I like your approach–it seems really balanced. Can you share your vegan/exercise path with me, please?
Dear New Vegan,
Congratulations on embarking on your vegan journey!! You are in for an amazing transformation–and physical change is just one of the changes, although a really joyful one. But you shouldn’t expect to get to your goal weight overnight. Although some new vegans lose a substantial amount of weight quickly and keep it off, don’t feel anxious if your body doesn’t react the same way. After all, 20 lbs is a whole lot of weight. Imagine 20 lbs of free weights–and trying to get that much off of your body.
For most women, losing more than 5-10 lbs of weight quickly can lead to sallow skin, dull hair, even temporary loss of your period–making you feel less pretty and vibrant, not more. This is on top of the psychological burden that comes with depriving yourself, both physically and emotionally. For most of us food isn’t just fuel; it’s nourishment, culture, love, and delight. To reach your “happy weight,” where you feel confident and sexy as well as healthy and vibrant, it’s important to emphasize these qualities of food and not just view it as either forbidden or fueling.
I haven’t always had such a beautiful relationship with my body, but these days I feel better than ever. I haven’t counted calories in five years, or weighed myself in about two years. I never obsess over what I ate/will eat, or keep a food journal. I always eat as much as I want and almost always exactly what I want. And I still fit into clothes from 5 years ago. In most stores I wear a size 4, size 27, or a medium (I’m 5′ 7) and I feel happy in clothes. Here are some tips about diet and exercise that helped me reach a healthy relationship with my body.

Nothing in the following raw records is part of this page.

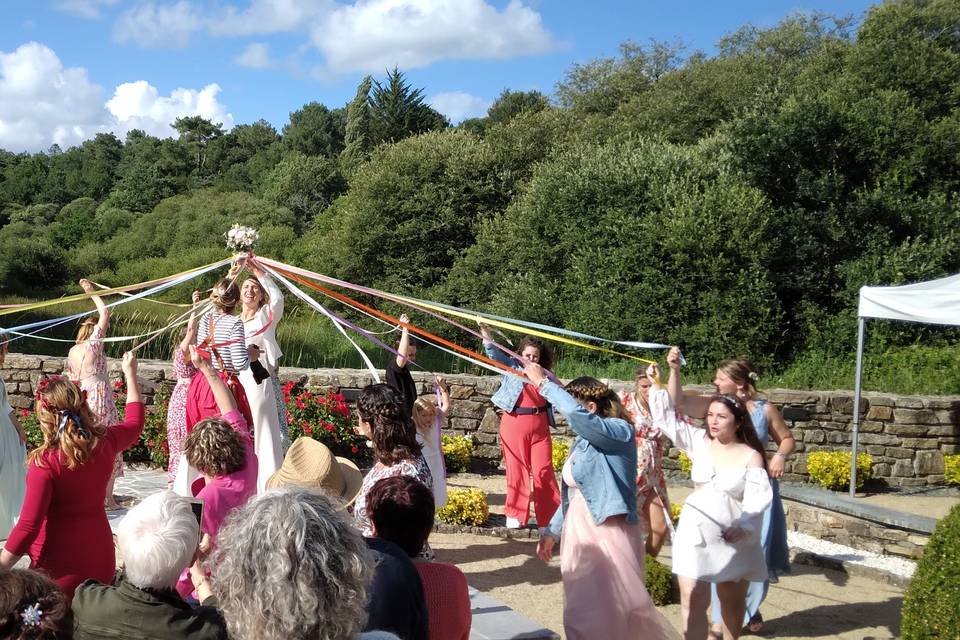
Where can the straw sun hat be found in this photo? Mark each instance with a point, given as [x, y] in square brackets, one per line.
[311, 464]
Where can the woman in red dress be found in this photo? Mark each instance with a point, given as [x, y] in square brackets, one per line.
[63, 526]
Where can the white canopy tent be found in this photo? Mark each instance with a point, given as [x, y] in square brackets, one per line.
[932, 302]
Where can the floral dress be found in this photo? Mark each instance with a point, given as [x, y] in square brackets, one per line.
[96, 386]
[184, 371]
[650, 475]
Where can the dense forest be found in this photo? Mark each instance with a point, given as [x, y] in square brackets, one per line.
[731, 203]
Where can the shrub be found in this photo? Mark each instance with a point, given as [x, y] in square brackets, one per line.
[951, 469]
[465, 506]
[561, 449]
[325, 417]
[457, 451]
[675, 509]
[686, 464]
[831, 469]
[933, 598]
[659, 580]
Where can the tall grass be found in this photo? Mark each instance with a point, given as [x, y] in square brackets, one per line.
[310, 340]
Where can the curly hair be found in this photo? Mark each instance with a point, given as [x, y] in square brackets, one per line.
[402, 511]
[546, 353]
[66, 422]
[225, 295]
[743, 372]
[590, 389]
[394, 434]
[746, 433]
[21, 589]
[290, 565]
[214, 448]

1. Don’t count calories. Instead, eat mostly whole, unprocessed, and home-cooked foods. Despite what the mainstream “experts” tell you, it’s not a calorie math. If it were simple as calories in v. calories out, we wouldn’t have a weight problem. There is no one, myself included, who could feel satisfied and stay thin on a low-calorie/low-sugar/low-fat diet of un-wholesome foods. Your body is not a machine that burns all food equally for a single calorie currency. It’s a complex organism and the nutrients you receive from food determines your metabolism, your brain, your gut flora, and ultimately how lean you are. Here’s a study that shows that even controlling for the number of calories, people who eat more fruits and vegetables have lower BMI and smaller waistline than others.
When you’re eating home-cooked, mostly unprocessed vegan foods, your taste buds and satiety levels will change. And when you’re eating wholesome, lovingly prepared foods, you are much less likely to have cravings and much more likely to have energy to go to yoga or for a walk.

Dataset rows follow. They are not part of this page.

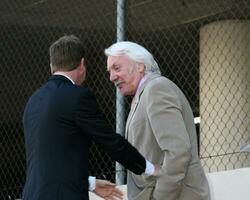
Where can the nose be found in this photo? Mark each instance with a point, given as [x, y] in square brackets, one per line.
[112, 76]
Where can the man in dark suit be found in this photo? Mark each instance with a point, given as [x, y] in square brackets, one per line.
[60, 120]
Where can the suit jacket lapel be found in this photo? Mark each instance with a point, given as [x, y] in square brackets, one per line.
[136, 100]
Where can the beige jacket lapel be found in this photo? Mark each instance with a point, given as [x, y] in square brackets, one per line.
[136, 100]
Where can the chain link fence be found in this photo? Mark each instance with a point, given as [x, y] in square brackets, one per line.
[203, 46]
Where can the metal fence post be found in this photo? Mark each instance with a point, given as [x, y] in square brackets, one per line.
[120, 110]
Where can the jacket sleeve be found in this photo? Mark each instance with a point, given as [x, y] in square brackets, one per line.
[89, 119]
[164, 113]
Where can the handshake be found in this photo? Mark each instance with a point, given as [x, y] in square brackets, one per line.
[110, 191]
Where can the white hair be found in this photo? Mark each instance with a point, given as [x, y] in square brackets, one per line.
[136, 53]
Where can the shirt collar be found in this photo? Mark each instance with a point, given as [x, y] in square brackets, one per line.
[58, 73]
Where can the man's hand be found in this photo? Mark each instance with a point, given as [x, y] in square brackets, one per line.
[107, 190]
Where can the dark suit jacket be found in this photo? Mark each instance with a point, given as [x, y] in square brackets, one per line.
[60, 120]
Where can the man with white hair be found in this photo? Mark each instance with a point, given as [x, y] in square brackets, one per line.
[160, 125]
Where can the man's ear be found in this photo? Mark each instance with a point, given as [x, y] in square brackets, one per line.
[141, 67]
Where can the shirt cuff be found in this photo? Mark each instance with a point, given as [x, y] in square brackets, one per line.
[92, 182]
[150, 168]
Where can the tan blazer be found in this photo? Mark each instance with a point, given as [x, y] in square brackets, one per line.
[161, 126]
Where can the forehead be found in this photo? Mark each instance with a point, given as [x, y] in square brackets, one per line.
[117, 60]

2. Don’t think of foods as just good v. bad. Think of meals as a time to reconnect with your body and share with your loved ones. How do you want to nourish yourself and your family? When you think this way, you make healthier choices naturally and enjoy them more. Most health magazines say you’ll lose weight eating a mesclun salad with bottled dressing and a tiny piece of protein (most likely meat). Who would feel satisfied eating like that? But a delicious vegan peperonata over polenta or sushi bowl with carrot ginger dressing, say, or vegan sunshine burgers, something colorful, fun, and flavorful, will truly satisfy you.

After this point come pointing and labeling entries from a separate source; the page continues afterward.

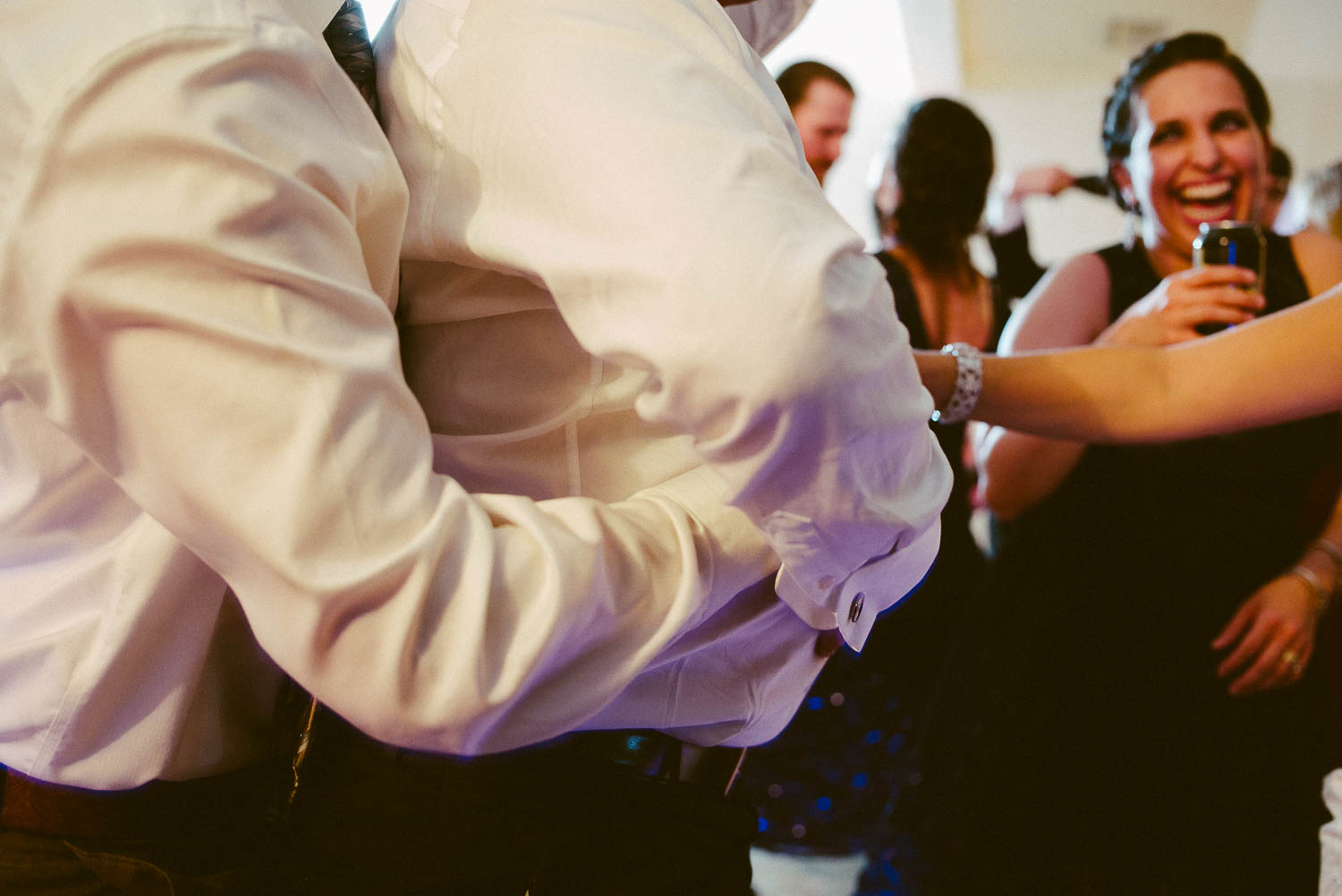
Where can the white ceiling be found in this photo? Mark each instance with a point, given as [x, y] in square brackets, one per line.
[1016, 43]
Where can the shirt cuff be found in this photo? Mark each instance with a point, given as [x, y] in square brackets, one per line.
[856, 598]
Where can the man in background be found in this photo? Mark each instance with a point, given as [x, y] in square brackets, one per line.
[820, 101]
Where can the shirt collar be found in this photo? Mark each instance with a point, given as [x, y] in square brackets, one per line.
[765, 23]
[313, 15]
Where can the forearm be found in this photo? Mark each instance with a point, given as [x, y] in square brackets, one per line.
[1089, 394]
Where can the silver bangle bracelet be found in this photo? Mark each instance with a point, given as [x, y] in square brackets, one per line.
[969, 384]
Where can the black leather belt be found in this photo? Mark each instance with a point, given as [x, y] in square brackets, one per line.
[650, 754]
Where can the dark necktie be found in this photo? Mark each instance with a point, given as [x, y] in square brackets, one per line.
[346, 35]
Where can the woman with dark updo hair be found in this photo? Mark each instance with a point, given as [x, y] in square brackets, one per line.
[1138, 707]
[821, 788]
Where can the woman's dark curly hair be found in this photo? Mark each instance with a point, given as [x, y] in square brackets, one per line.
[1162, 55]
[944, 163]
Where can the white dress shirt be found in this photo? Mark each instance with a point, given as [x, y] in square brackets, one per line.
[617, 266]
[209, 461]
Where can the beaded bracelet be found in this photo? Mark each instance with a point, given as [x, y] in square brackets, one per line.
[969, 383]
[1330, 549]
[1322, 596]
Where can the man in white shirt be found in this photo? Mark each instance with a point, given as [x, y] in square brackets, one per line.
[615, 266]
[214, 469]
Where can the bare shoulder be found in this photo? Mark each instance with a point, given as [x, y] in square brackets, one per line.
[1068, 306]
[1320, 257]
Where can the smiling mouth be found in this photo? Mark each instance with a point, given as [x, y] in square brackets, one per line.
[1207, 200]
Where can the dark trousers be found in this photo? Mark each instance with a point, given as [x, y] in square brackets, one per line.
[214, 836]
[48, 866]
[375, 821]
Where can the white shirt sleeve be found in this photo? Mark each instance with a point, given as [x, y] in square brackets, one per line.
[199, 255]
[636, 160]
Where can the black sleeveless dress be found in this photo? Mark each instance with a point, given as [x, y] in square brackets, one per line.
[1082, 742]
[823, 785]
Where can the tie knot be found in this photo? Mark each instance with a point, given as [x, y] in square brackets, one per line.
[346, 35]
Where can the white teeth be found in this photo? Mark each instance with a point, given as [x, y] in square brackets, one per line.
[1204, 192]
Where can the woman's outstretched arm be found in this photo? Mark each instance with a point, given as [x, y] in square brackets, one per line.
[1285, 367]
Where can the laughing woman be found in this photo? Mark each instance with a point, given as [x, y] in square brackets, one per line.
[1143, 711]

Involve your family in a positive way. Make meals something you enjoy together as a couple. Go to the farmer’s market together and pick out vegetables, or make a date night out of cooking aromatic foods with fresh herbs (so romantic!). If you have a backyard, plant a little garden!
3. Stock up on produce. The only thing in a box that I keep in my pantry is pasta. There is literally nothing processed in my kitchen I can snack on (not even bread), except non-dairy milk. It was never a conscious choice but something that became a habit. Spend your money on ingredients, nothing pre-made. If I need to snack, I might make a quick smoothie or homemade hummus, steam some vegetables, or (most often) just eat a piece of fruit.